As artificial intelligence-generated videos become increasingly realistic, experts are pointing to a surprising clue that can help you spot a fake: poor image quality. Grainy, blurry, or low-resolution footage is often more deceptive because it effectively hides the subtle errors and inconsistencies that advanced AI models still produce.
Viral clips, including one of bunnies on a trampoline and another of a couple falling in love on a subway, have fooled millions online. A common thread among these deceptive videos is their intentionally degraded appearance, which mimics old security camera footage or a poor-quality phone recording, making it harder for the human eye to detect digital manipulation.
Key Takeaways
- Low-quality video is not proof of a fake, but it is a significant warning sign that a clip may be AI-generated.

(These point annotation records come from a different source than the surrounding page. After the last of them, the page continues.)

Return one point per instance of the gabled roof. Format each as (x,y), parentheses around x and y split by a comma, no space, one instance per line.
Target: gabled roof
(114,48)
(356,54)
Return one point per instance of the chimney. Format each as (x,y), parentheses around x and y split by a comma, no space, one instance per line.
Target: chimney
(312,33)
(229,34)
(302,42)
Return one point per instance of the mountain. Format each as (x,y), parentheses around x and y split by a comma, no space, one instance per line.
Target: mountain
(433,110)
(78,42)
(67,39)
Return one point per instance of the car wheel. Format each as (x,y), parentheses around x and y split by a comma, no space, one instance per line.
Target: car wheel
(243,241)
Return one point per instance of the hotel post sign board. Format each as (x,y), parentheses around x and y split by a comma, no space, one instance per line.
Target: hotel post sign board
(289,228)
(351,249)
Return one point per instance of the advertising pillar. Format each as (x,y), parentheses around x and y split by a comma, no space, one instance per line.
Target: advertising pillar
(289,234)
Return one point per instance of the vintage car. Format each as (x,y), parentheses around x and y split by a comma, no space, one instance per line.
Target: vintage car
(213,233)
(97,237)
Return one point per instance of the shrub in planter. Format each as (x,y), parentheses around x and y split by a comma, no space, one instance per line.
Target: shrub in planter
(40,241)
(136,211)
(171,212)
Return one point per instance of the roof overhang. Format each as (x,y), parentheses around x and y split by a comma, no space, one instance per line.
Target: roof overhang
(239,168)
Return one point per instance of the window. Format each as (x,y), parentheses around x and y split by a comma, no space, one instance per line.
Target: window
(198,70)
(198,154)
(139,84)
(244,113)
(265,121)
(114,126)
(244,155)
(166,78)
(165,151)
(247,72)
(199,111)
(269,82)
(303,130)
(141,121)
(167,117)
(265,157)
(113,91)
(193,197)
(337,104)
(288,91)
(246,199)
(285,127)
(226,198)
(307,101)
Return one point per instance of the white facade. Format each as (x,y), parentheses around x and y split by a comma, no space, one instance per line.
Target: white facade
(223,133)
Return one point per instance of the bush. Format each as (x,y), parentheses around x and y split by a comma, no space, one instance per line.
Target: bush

- Creators of fake content often intentionally degrade video quality to hide AI artifacts like unnatural skin textures or background inconsistencies.
- Experts advise checking a video's length, as most AI-generated clips are very short, often under 10 seconds.
- In the long term, verifying the source and origin (provenance) of a video will be more reliable than trying to spot visual flaws.
The Psychology of Deception
Social media feeds are now saturated with AI-generated content, making it difficult to distinguish between reality and digital fabrication. While the most advanced AI video generators, such as OpenAI's Sora and Google's Veo, can produce high-definition clips, the fakes that are most likely to trick you are often the ones that look the worst.
Hany Farid, a professor of computer science at the University of California, Berkeley, and a leading expert in digital forensics, explains that poor quality is one of the first things he examines when analyzing a video. "If I'm trying to fool people, what do I do? I generate my fake video, then I reduce the resolution... And then I add compression that further obfuscates any possible artefacts," he says. "It's a common technique."
This method works because it obscures the small but telling mistakes AI still makes. These include unnaturally smooth skin, strange patterns in clothing or hair, and background elements that shift or move in physically impossible ways. In a crystal-clear video, these errors might be noticeable. In a blurry one, they blend into the noise.
Viral Fakes and Common Traits
Several high-profile examples demonstrate this principle in action. A video appearing to show wild bunnies on a trampoline, framed as grainy security footage, garnered over 240 million views on TikTok. Another pixelated clip of a supposed chance romantic encounter on the New York subway also went viral before being revealed as an AI creation. In both cases, the low fidelity of the video added a layer of perceived authenticity that disarmed viewers' skepticism.
Resolution vs. Compression
It's important to understand the two factors that contribute to poor video quality. Resolution refers to the number of pixels in an image; fewer pixels mean a less detailed, blockier picture. Compression is a process that reduces a video's file size by discarding some data, which can result in blurring and other visual distortions. Both can be used to hide the tell-tale signs of AI.
According to Farid, there are three key elements to scrutinize when you suspect a video might be fake: resolution, quality, and length.
The Telltale Sign of Length
The length of a video is often the easiest giveaway. Generating AI video is computationally expensive, so most publicly available tools limit clips to just a few seconds.
"The vast majority of videos I get asked to verify are six, eight or 10 seconds long," Farid notes. "For the most part, AI videos are very short, even shorter than the typical videos we see on TikTok or Instagram."
While multiple short clips can be stitched together to create a longer video, this often results in noticeable cuts or transitions every few seconds, another potential red flag for the discerning viewer.
Preparing for a Post-Truth Future
Experts warn that relying on visual cues is a temporary strategy. The technology is improving at an exponential rate, and the flaws we can spot today may be gone within months or a couple of years.
"I would anticipate that these visual cues are going to be gone from video within two years, at least the obvious ones, because they've pretty much evaporated from AI-generated images already," says Matthew Stamm, a professor at Drexel University who heads the Multimedia and Information Security Lab. "You just can't trust your eyes."
The long-term solution, according to digital literacy experts, requires a fundamental shift in how we consume online content. Mike Caulfield, a research scientist, argues that we must learn to treat video the same way we treat text: with inherent skepticism until the source is verified.
Researchers are developing advanced forensic techniques to detect "statistical traces" left behind by AI generation. These digital fingerprints, invisible to the naked eye, can reveal differences in pixel distribution or other patterns that are unique to machine-created content.
The focus must move from analyzing a video's pixels to investigating its provenanceβwhere it came from, who posted it, and what context surrounds it. Technology companies are also working on standards that could embed verifiable information into a file at the moment of its creation, essentially creating a digital birth certificate for images and videos.
Ultimately, a combination of technological tools, public education, and intelligent policy will be needed to navigate an information landscape where seeing is no longer believing. As Stamm puts it, "I think this is the greatest information security challenge of the 21st Century... I'm not prepared to give up hope."